Not saying all are bad and honestly some of my favorite and most played games are of this genre - Angry Birds & Bad Piggies being good examples.




As more of these games get added to their respective stores, Google Play, Apple Store, Chrome Web, Facebook, etc, we should see an increase in quality & Depth and to a degree that is true but overall these kinds of games are improving in comical ways.  Commercials, making good facebook banners, having really colorful loading screens, artistic cutscenes, things that truly do not impact the actual gameplay but rather in order to "sell" itself and deceive the would be players into downloading the game.

Some games will even STEAL artwork from popular known titles for ads and even in game! 
Wartune ad- stolen from League of Legends



In MMO and MOBA games, we see constant and consistent updates to the individual titles but when considering the mobile market and Freemium as a whole, it is the opposite.  It is more about spamming a multitude of different games rather than polishing any single title which is the exact opposite philosophy of what makes a truly great free to play title.  F2P and AAA should not have to be exclusive terms.  While it is fine to make episodic adventures and expansions like we see in Angry Birds, it is NOT okay to create 10 different versions of the same game with very slight differences that essentially all amount to being pay to win regardless so the actual gameplay becomes irrelevant then.

Some of these producers/developers hide under different company names.  R2 games, makers of Wartune and League of Angles, also are tied to other company names and even if they are truly separate identities, all these pay to win sites link to each other in order to garner a presence online and get higher ranked search results. R2Games Game321 GTArcade just some examples.

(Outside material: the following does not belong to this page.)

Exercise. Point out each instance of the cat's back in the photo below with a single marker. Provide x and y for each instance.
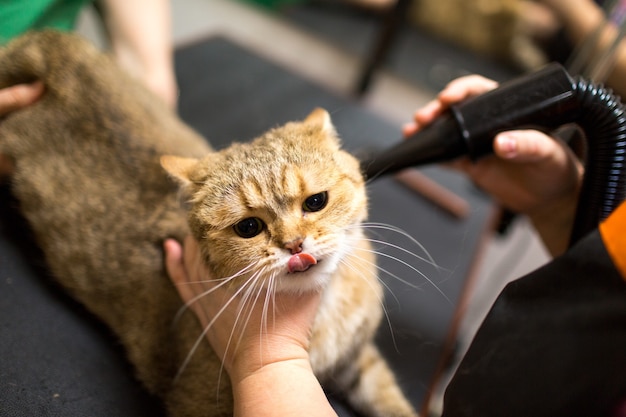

The Casual Creep is real, because it makes money and is easy to do.  Even if the games themselves make no money from in app purchases, the ads on their respective sites will make it worth.  Sadly, this isn't just effecting casual games or even just free to play games, rather, the entire industry.  More and more games are spending an exorbitant amount of money on advertising versus the actual games development.  Ads sell, partnerships make development easier, and sponsorships help pay the way.  While this isn't an entirely bad thing because sometimes we wouldn't have the game without them, we are seeing a gross trend with games becoming more lame and emptier versus more grande and epic.



I review games non stop, and the majority of my reviews are actually of these trash titles.  Here is a quick example of said games: One Piece Online.  Keep in mind that this game is NOT officially licensed, and gives the player NO choice in actual gameplay.  It plays itself.  It has 2 sister titles that rip the art from Bleach and Naruto as well but maintain almost the exact same self playing mechanics.



Right now I don't think consumers have a real say or impact for this topic.  I think laws and regulations need to be put in place in order to stop the false advertisement of these games and force the companies to actually make better games instead of better ads.  Things like forcing these kinds of games to be classified as "Pay to Win" instead of "Free to Play" or being more strict with how we define what an "MMO" is.   A lot of these games excite audiences with claims that they truly can't live up to like the slew of arena shooters which should be defined as such instead make it to many search results and websites for being self classified as an "MMO" even though that is an entire lie.

The Casual Creep, where with every additional game added to the casual video game market, they become increasingly more deceptive and simple.  Nothing wrong with simple games, nothing wrong with good ads, but there is something wrong with being deceptive and when it gets to a point where you are making games that play themselves and ask for money so that you can SKIP parts of the game, then we have gone too far.